CYS increased its assets
The company’s balance sheet increased from $13.3 billion in assets to $14.2 billion in assets. The company benefited from mark-to-market gains on its portfolio. While CYS is still primarily in fixed-rate mortgage-backed securities, just under half the book is invested in 15-year fixed-rate MBS. Another quarter is held in 30-year MBS, and the rest is in ARMS and Treasuries.
The company’s leverage ratio stayed more or less constant at 6.35x. The company funded its balance sheet with nearly $10 billion in repurchase agreements.
A repurchase agreement is basically a secured loan. The borrower pledges the MBS as collateral for a loan. Instead of paying periodic interest, the borrower sells the MBS to the lender and agrees to buy them back at a specified price. The repurchase agreements (repos) had a weighted average maturity of 93 days with a weighted average interest rate of 0.30%. During the quarter, they extended the maturity from 74 days while decreasing the interest rate.
Given the mismatch between the expected maturity of the company’s MBS portfolio and the maturity of its repo lines, CYS Investments would be exposed to significant duration risk absent some hedging activity. In fact, it uses interest rate derivatives, primarily swaps, which hedge the mortgage-backed securities’ interest rate risk.

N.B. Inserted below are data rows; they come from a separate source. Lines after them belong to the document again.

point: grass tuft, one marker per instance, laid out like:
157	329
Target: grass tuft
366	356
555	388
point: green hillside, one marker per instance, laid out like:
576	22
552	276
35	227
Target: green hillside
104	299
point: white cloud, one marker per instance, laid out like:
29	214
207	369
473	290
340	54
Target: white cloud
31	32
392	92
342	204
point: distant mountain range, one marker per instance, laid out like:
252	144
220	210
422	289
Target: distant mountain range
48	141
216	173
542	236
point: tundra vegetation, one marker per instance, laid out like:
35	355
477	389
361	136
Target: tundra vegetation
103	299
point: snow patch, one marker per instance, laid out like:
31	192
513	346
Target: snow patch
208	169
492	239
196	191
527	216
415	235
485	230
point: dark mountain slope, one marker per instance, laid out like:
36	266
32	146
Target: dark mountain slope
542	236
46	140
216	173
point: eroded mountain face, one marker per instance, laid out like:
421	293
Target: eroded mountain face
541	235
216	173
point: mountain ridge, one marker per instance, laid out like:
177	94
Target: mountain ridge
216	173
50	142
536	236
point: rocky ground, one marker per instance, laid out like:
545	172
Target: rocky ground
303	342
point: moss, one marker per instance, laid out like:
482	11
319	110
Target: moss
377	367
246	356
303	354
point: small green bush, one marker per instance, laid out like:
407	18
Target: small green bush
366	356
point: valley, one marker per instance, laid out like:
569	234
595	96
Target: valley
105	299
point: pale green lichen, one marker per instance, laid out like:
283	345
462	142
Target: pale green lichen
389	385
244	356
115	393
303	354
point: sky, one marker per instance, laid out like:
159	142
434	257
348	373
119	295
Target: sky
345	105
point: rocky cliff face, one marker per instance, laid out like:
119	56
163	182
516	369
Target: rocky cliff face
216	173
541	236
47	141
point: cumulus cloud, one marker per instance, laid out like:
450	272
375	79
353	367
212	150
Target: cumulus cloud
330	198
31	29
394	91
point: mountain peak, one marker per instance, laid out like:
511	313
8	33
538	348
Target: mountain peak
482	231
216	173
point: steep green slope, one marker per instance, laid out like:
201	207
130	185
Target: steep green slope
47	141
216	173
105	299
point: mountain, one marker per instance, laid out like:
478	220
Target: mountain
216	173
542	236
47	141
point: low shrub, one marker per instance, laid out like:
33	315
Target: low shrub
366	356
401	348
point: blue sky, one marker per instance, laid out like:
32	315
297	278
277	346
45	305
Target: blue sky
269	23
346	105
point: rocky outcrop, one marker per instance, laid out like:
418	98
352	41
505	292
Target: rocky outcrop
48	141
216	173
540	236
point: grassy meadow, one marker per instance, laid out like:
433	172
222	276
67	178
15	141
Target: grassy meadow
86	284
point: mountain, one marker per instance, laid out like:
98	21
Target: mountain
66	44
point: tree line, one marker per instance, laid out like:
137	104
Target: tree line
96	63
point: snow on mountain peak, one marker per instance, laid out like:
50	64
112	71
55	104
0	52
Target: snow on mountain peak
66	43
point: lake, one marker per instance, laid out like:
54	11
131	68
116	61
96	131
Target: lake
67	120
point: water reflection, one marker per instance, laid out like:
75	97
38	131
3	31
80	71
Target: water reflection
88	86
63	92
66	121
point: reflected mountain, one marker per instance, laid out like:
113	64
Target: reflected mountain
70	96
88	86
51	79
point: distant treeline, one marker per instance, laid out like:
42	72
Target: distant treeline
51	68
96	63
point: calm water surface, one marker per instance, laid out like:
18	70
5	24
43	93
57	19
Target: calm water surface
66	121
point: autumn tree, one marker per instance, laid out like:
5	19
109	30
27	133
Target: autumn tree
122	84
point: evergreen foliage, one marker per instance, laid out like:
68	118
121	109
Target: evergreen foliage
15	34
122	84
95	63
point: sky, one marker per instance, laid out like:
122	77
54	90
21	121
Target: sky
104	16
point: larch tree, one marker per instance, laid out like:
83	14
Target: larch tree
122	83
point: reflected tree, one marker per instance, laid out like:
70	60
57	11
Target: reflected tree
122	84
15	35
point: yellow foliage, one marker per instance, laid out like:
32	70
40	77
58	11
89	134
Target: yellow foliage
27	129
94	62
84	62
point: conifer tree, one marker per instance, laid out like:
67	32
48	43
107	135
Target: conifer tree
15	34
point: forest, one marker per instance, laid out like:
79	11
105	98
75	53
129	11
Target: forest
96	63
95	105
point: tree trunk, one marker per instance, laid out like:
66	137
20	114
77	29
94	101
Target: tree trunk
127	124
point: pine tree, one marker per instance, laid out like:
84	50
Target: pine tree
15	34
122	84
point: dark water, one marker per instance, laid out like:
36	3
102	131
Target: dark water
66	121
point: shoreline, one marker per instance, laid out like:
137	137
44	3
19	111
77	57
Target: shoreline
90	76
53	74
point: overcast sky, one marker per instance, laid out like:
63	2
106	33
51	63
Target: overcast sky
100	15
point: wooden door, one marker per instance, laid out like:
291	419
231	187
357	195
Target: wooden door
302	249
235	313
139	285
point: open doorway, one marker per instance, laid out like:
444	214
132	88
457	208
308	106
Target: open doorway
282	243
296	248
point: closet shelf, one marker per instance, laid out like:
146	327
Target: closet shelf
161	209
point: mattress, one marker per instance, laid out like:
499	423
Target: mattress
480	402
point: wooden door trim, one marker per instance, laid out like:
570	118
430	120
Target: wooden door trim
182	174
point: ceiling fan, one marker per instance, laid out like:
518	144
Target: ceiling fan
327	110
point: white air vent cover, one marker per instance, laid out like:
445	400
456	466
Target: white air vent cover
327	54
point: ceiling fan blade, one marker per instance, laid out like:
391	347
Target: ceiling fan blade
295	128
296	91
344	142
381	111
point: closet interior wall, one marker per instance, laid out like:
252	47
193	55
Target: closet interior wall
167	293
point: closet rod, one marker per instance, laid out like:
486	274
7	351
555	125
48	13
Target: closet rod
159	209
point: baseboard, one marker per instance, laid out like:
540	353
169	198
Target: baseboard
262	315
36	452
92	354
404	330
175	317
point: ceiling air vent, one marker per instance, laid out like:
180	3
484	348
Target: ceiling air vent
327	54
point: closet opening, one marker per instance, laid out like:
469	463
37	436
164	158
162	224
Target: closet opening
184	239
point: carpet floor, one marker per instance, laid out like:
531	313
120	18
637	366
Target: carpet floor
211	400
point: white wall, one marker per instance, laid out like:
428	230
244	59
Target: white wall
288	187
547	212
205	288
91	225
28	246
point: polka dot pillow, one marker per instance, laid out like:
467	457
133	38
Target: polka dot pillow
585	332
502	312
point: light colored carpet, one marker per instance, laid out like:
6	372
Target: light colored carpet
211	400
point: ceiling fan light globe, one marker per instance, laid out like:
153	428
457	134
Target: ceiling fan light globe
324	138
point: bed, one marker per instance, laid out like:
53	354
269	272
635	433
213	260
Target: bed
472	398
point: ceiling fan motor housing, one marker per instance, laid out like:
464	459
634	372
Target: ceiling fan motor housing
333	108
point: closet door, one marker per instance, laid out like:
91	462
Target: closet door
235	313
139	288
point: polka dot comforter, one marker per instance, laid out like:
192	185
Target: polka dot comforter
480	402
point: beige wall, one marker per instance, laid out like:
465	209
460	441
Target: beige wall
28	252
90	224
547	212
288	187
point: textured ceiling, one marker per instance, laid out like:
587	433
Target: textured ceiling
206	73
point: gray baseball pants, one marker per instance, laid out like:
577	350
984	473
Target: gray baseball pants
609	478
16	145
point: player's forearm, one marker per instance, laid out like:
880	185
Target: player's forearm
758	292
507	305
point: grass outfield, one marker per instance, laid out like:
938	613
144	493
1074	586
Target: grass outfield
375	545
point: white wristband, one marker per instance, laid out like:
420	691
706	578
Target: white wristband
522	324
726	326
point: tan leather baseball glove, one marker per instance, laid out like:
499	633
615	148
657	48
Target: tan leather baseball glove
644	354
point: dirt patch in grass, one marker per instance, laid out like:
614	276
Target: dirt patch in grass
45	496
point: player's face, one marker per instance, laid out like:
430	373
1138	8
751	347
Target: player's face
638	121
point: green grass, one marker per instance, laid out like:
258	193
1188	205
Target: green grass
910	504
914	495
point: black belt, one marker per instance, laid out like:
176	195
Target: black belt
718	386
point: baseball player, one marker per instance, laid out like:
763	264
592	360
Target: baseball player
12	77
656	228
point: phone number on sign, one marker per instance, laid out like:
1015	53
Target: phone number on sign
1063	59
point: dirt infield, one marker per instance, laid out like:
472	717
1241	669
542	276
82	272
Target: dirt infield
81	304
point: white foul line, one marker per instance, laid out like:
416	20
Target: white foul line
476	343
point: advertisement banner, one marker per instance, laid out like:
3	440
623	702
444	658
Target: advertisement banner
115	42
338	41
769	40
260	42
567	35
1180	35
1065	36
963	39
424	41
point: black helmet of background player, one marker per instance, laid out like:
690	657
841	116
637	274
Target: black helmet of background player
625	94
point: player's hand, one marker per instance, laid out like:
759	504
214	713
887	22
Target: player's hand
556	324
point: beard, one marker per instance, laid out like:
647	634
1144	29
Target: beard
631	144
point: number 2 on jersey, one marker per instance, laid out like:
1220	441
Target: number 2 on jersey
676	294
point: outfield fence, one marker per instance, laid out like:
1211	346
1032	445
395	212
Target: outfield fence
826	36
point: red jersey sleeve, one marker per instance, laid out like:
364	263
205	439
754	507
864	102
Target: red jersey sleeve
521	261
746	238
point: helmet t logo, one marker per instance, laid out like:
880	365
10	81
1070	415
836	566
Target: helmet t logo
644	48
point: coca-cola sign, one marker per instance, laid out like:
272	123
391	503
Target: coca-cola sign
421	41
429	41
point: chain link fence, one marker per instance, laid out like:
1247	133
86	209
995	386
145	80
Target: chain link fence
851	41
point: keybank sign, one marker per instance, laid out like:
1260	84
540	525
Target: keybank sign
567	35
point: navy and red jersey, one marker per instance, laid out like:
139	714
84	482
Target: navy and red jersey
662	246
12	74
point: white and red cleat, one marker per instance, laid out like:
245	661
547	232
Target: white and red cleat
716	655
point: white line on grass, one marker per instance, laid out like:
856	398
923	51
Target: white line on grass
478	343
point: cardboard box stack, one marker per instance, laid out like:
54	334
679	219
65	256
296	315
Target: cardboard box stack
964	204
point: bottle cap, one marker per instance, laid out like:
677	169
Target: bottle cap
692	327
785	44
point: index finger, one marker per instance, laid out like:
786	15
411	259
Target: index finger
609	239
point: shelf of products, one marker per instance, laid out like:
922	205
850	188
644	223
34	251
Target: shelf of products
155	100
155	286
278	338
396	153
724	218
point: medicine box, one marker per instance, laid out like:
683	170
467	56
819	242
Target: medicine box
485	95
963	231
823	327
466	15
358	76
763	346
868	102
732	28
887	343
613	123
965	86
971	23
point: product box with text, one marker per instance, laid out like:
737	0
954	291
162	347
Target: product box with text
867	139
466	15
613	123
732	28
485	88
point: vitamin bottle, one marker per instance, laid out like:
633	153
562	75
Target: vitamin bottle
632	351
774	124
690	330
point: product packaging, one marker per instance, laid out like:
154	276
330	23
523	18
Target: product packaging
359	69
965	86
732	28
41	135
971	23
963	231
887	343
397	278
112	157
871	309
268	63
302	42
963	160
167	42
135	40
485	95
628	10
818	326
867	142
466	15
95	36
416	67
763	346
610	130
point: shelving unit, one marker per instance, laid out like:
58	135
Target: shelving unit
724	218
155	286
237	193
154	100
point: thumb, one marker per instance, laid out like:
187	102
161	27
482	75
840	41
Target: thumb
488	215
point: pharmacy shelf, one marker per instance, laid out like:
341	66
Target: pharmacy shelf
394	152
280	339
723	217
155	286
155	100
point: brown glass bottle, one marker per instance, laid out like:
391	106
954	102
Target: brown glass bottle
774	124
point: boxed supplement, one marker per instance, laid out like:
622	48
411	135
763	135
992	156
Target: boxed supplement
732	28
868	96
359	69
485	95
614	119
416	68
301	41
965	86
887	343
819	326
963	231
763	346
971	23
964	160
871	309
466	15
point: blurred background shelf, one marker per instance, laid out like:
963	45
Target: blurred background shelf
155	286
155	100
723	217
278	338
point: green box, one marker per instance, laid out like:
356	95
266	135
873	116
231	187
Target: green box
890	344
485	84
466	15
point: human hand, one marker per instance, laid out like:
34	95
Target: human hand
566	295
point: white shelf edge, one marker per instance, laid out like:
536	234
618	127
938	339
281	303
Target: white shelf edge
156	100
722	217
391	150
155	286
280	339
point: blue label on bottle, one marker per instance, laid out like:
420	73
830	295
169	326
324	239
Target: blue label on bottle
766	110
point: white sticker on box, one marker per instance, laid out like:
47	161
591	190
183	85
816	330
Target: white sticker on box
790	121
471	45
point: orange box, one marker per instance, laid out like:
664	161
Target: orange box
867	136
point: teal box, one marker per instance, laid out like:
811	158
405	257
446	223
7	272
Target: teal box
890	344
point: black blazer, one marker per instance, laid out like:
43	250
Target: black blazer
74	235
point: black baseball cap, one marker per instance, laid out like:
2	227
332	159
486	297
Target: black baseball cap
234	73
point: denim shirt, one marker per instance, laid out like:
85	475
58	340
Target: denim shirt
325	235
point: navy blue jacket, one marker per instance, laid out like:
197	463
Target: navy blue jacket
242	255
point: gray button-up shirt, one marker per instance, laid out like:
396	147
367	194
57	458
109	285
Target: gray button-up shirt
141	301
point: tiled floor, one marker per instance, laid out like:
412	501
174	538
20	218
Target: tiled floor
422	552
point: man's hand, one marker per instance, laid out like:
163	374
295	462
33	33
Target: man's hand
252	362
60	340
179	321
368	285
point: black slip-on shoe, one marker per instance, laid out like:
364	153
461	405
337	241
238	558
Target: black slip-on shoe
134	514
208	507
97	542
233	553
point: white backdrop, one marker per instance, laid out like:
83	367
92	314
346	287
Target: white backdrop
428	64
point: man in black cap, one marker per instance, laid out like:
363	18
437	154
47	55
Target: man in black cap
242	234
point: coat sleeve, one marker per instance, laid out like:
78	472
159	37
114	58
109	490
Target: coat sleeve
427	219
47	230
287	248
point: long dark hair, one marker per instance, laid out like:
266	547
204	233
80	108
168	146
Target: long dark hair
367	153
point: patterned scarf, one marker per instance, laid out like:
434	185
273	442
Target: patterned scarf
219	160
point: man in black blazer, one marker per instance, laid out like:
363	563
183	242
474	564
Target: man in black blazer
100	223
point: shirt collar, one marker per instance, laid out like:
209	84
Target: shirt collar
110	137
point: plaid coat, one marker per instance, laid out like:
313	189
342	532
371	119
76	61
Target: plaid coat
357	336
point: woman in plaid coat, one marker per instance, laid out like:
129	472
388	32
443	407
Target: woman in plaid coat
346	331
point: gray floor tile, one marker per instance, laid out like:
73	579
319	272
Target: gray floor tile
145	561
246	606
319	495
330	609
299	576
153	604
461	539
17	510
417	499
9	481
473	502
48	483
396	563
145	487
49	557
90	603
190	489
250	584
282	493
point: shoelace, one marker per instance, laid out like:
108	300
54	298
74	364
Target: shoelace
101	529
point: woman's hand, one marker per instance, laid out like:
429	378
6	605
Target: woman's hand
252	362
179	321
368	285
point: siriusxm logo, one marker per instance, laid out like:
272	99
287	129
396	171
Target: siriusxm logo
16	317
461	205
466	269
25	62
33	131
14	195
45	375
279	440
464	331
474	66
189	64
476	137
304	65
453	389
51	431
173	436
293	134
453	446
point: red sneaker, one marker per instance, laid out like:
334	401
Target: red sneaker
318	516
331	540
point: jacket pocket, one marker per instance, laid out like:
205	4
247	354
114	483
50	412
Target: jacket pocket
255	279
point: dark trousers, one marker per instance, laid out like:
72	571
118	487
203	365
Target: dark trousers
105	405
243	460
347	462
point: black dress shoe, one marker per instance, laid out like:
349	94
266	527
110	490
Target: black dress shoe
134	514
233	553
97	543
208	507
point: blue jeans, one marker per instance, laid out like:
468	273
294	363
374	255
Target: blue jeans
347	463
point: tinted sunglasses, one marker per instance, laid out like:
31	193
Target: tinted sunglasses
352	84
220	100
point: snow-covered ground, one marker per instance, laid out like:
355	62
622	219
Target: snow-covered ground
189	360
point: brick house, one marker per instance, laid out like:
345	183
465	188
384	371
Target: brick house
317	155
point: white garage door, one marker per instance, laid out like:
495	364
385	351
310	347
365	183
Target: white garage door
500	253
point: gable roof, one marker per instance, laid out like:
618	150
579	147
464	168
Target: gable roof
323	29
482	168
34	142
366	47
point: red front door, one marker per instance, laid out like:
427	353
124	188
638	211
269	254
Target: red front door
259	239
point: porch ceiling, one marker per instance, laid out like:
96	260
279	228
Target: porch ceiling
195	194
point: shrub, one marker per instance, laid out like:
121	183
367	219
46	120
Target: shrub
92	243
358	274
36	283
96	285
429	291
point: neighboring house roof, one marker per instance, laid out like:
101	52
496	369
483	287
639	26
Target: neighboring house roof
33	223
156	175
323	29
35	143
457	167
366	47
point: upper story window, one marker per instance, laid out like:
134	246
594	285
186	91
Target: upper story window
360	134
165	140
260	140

As of the end of the quarter, CYS had $7.3 billion in swap agreements. They pay a fixed rate of about 1.34% as of the end of the quarter and receive a floating rate, which was around 0.22%. The average duration of the swaps was 3.63 years. If interest rates rise, the floating rate they receive will increase, while the rate they pay will stay the same. This makes the swap worth more, offsetting the mark-to-market hits the company will take on its MBS portfolio.
CYS also has options on swaps, called “swaptions,” which are used to hedge outsized moves in interest rates.